The Federal Reserve decided not to help the economy by surprising markets with no change in the Fed Funds rate in September, adding to the large cloud of uncertainty. Instead the Fed indicated that China and other weak countries needed their support along with domestic players threatened by global weakness. Those concerns are being “walked back” by FOMC members in the face of widespread angst from all quarters. Living in their world of models, QE is supposed to work, hoarding trillions of dollars of risk free assets is supposed to be a “positive”. For some FOMC members, reality has not yet set in.
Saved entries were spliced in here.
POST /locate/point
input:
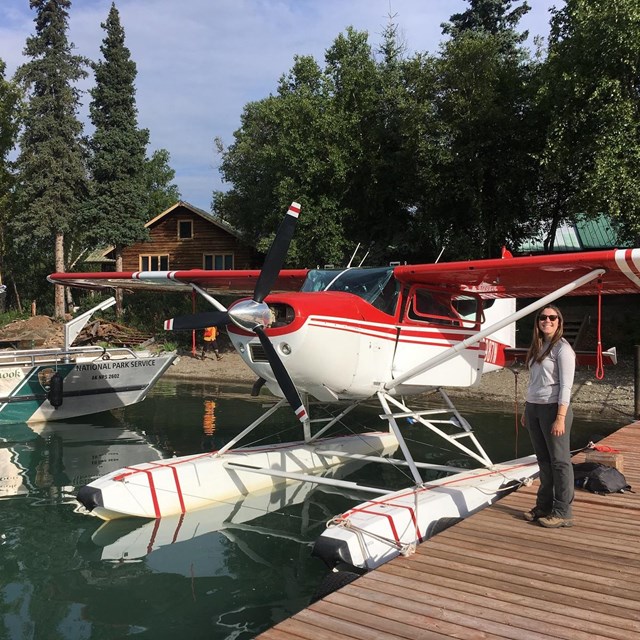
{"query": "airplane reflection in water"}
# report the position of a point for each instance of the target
(51, 460)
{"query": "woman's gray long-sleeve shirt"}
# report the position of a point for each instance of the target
(551, 380)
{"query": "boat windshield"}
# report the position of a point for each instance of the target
(377, 286)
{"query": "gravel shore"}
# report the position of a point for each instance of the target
(612, 396)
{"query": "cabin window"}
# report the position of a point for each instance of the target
(217, 261)
(185, 229)
(154, 263)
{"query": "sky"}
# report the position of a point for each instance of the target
(201, 61)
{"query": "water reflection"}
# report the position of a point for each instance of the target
(229, 572)
(51, 460)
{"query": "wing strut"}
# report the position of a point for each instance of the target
(452, 352)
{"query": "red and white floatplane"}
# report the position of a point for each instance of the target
(347, 336)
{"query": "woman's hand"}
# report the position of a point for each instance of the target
(557, 428)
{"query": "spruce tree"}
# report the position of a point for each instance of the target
(9, 122)
(52, 181)
(118, 208)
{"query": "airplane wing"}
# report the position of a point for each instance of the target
(231, 281)
(530, 276)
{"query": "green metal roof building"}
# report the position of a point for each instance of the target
(583, 235)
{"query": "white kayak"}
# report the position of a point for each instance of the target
(378, 530)
(173, 486)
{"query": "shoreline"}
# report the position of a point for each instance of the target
(613, 396)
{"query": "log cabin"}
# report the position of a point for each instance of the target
(185, 237)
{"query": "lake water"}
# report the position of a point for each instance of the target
(229, 572)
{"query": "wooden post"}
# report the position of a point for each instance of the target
(636, 381)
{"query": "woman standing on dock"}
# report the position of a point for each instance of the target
(548, 417)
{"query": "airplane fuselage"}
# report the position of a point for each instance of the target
(366, 329)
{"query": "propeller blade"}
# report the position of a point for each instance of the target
(282, 376)
(200, 320)
(277, 253)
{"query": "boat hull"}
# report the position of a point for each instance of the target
(180, 485)
(378, 530)
(89, 384)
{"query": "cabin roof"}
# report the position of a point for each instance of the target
(200, 212)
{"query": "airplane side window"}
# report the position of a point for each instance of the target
(469, 309)
(426, 307)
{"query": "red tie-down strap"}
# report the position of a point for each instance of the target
(599, 363)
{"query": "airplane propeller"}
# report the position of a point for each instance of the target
(254, 315)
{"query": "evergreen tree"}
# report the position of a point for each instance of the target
(590, 96)
(119, 198)
(9, 124)
(52, 181)
(494, 17)
(485, 179)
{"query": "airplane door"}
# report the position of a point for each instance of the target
(432, 322)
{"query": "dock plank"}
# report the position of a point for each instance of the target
(496, 576)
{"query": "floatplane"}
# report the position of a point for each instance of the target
(347, 336)
(43, 384)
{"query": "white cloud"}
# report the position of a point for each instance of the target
(200, 61)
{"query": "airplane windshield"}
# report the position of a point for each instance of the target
(369, 284)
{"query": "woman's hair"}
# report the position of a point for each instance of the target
(535, 353)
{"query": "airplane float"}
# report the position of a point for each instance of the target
(347, 336)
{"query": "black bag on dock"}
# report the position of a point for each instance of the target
(599, 478)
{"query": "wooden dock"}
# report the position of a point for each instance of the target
(495, 575)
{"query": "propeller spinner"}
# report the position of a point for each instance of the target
(254, 315)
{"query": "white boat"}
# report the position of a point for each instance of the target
(38, 385)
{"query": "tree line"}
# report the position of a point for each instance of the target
(457, 153)
(452, 154)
One FOMC member even supports more QE. But, what would that accomplish other than adding to their already unnervingly large portfolio?. Owners make it clear that credit availability and costs are not holding them back. But 40 percent are significantly distressed about Fed indecisiveness and another 35 percent are “somewhat” concerned. More “uncertainty” is the enemy of small businesses. What does the Fed fear that few others seem to worry about?
GDP growth languished in Q3, and will not likely impress in Q4. The industrial sector is weakening and the small business sector has not returned to its historical role in the production of GDP and jobs. The October NFIB survey gave no indication of a resurgence in growth in the small business sector, readings remaining below average.
Consumer sentiment (University of Michigan) rose in October, but only to the second lowest reading for the year, not a great performance. The lowest reading was reached in September. The gain was driven by the low income segment as the top income group was apparently depressed by stock market gyrations. Over 60 percent reported hearing unfavorable news about the economy. Far more consumers think government policy is “poor” than think it is “good” (39 percent vs 16 percent). Over 20 percent of owners who think it is a bad time to expand blame “political uncertainty.
Supporting the views of her former boss, Hillary Clinton now blames the Middle East refugee problem on “climate change”, the cause of all bad things. This remains the “center piece” of President Obama’s policy model and prospects for dealing with tax reform, the rising cost of health care, and the flood of capital-devouring regulations are dim. This will continue to depress growth in Q4 and into 2016.